Perché ci vuole la forza della disperazione della gente semplice accorsa a dare una mano per limitare i danni di una politica scellerata nei confronti del territorio. Quei vincoli imposti dagli oracoli verdi accorsi a predicare (grazie anche ai voti raccolti) che la natura deve fare il suo corso, che i fiumi non vanno liberati dalla ghiaia e dalla sabbia che tolgono il respiro all’acqua che scorre, che le sponde non vanno ripulite dagli alberelli cresciuti alla meno peggio. Così come non si devono strappare le erbacce dai canali in campagna
E così che tra predicatori fasulli che magari in campagna non hanno mai messo piede e speculatori selvaggi che hanno cementificato anche le zone vicine ai fiumi, che siamo arrivati ad una sorta di braccio di ferro con la natura. Storia vecchia, direte voi. E’ vero.

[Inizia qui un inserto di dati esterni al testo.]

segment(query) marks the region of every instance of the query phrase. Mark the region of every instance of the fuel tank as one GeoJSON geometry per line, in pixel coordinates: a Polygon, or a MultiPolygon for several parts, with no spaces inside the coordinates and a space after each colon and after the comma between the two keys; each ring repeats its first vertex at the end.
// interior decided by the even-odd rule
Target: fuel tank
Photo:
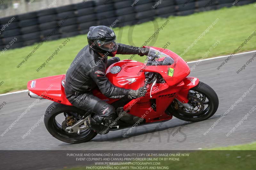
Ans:
{"type": "Polygon", "coordinates": [[[106,76],[115,85],[122,88],[137,90],[144,85],[145,76],[140,72],[142,63],[130,60],[122,60],[109,66],[106,76]]]}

Ma purtroppo la storia si ripete e tra stupidaggini e ladrocini ci ritroviamo a contare vittime e danni enormi oggi in Emilia Romagna e domani chissà.
Recitando il rosario all’incompetenza e alla speculazione che non hanno mai responsabili e tantomeno colpevoli da mettere dietro le sbarre. Ma provate a raccogliere un sasso in un torrente, o peggio a caricare una carretta di sabbia e finirete in tribunale. Toccare un fiume è reato, evitare di curarlo, o peggio “tombarlo” per costruirci sopra un condominio, è uno sport nazionale.